Brushing Up on Brushes
It’s been almost 150 years since the hair brush was first patented in the United States. All those years later, the finest brushes — such as those on this site — hold true to the demands laid out then by inventor Samuel Firey, that it “effectually cleanses the scalp, produces thereon a healthful irritation and glow, and the brush permanently retains its elasticity.”


The brushes sold by Heaven in Earth are made in Germany’s Black Forest since 1869. The handles and bodies always are wood — usually European beech or pear — but the brush materials vary widely.


Brush blanks

Some of the brush handles and bodies used in damp environments are made by a Thermowood process, a heat treatment that closes the wood’s natural pores and makes it even more resistant to water — perfect for a bath brush, for example.

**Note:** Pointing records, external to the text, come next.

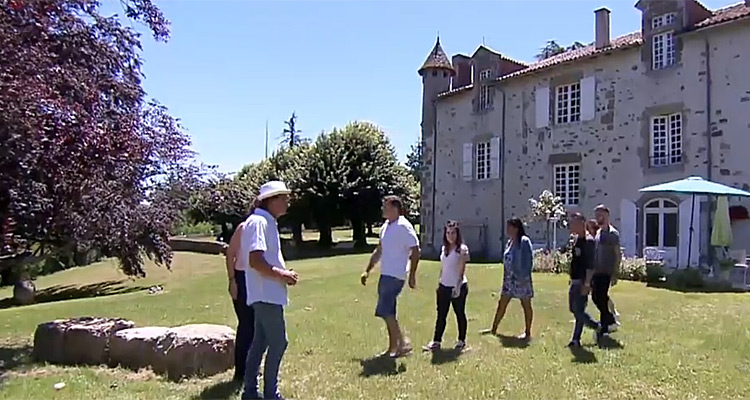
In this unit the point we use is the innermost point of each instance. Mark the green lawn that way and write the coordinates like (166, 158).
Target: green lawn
(673, 345)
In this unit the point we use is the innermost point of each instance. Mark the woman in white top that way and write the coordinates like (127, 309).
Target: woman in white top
(453, 288)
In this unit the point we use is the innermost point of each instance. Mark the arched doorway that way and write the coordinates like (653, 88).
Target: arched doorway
(661, 226)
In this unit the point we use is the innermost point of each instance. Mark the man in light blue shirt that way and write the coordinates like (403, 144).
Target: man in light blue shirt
(267, 280)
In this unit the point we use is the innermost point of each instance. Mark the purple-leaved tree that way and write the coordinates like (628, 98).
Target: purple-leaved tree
(81, 149)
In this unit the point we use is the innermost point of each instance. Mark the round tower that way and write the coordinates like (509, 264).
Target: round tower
(436, 73)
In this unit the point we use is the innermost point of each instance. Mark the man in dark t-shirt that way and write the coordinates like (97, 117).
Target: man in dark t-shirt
(581, 273)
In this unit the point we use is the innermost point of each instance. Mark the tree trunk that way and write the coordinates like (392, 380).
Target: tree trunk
(358, 231)
(297, 233)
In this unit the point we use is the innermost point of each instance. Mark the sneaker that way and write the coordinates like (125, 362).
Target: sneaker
(524, 337)
(432, 346)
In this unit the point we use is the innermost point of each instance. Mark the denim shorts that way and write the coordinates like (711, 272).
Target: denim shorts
(388, 290)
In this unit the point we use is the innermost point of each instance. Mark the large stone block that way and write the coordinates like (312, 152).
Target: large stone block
(192, 350)
(76, 341)
(136, 348)
(197, 350)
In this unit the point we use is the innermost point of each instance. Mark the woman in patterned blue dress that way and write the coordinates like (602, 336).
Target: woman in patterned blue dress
(517, 266)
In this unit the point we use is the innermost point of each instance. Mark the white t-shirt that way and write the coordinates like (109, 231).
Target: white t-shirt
(242, 260)
(396, 240)
(450, 266)
(261, 233)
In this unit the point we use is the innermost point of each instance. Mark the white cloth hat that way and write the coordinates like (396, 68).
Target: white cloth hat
(272, 188)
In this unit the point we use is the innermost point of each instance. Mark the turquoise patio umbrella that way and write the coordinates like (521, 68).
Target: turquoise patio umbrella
(695, 185)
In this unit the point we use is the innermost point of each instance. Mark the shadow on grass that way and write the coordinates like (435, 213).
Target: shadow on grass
(513, 341)
(15, 357)
(71, 292)
(221, 390)
(710, 287)
(441, 356)
(310, 249)
(380, 365)
(582, 355)
(609, 343)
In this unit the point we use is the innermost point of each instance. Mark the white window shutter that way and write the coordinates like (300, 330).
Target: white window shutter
(542, 106)
(468, 171)
(628, 218)
(588, 98)
(495, 158)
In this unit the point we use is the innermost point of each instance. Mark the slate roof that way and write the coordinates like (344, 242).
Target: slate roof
(721, 15)
(437, 59)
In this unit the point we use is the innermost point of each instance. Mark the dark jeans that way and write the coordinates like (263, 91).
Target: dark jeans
(600, 295)
(577, 305)
(270, 334)
(245, 326)
(444, 302)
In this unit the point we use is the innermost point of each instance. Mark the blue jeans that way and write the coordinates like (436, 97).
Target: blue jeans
(270, 334)
(388, 290)
(577, 305)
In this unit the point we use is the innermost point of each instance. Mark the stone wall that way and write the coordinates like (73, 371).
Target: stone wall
(613, 147)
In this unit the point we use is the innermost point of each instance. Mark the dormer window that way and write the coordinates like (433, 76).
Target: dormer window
(664, 52)
(663, 20)
(485, 97)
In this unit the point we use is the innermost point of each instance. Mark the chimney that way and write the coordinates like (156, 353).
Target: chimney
(462, 64)
(602, 28)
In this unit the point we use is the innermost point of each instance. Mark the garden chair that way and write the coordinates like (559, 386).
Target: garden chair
(653, 256)
(741, 257)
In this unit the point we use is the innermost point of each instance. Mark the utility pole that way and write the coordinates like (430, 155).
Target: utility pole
(266, 139)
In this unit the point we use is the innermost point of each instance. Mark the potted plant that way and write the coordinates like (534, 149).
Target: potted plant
(725, 266)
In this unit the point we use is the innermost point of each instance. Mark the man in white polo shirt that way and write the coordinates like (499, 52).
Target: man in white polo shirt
(398, 253)
(267, 280)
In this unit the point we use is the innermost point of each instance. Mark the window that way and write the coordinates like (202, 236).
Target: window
(567, 183)
(568, 103)
(484, 167)
(663, 50)
(661, 224)
(485, 97)
(663, 20)
(666, 140)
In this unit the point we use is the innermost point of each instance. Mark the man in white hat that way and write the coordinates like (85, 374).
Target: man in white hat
(267, 280)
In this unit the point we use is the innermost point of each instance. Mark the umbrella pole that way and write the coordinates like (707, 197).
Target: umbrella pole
(690, 235)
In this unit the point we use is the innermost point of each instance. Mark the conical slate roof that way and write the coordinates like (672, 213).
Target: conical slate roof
(437, 59)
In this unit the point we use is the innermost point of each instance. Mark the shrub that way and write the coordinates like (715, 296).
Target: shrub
(196, 229)
(551, 261)
(632, 269)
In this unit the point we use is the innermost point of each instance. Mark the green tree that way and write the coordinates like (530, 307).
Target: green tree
(291, 135)
(550, 49)
(222, 201)
(575, 46)
(414, 160)
(352, 169)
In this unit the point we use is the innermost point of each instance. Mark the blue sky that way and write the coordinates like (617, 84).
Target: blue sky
(231, 65)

Most of the Beech wood used is from FSC forests, where the wood is grown in responsibly managed woodlands.
Brush material can be either plant fibers or animal hairs.


Bristles from pigs or boars are thick and stiff. Horse hair, used in some brooms and hand brushes, is durable. Hair from a horse’s mane is good for shoe brushes and face brushes. The softest hair that is used in its brushes comes from Chinese long haired goats. It is fine and dense, and gentle on faces and babies.
A wide variety of plant bristles are used in cleaning brushes. Mexican tampico, durable and stiff, is used in the dish brushes. Mexican fiber or Tampico as it is also known comes from the spiny, cactus-like Agave lecheguilla plant that grows wild in the semi-desert upland areas of Mexico. The fiber is extracted by scraping away the pulpy matter from the freshly cut leaves. This fiber distinguishes itself by its great elasticity and resistance to temperature change, and is also very water absorbent, and non-electrostatic, so that the brushes remain dust free. The description ‘Tampico’ takes its name from the port in Mexico from which the fiber is exported.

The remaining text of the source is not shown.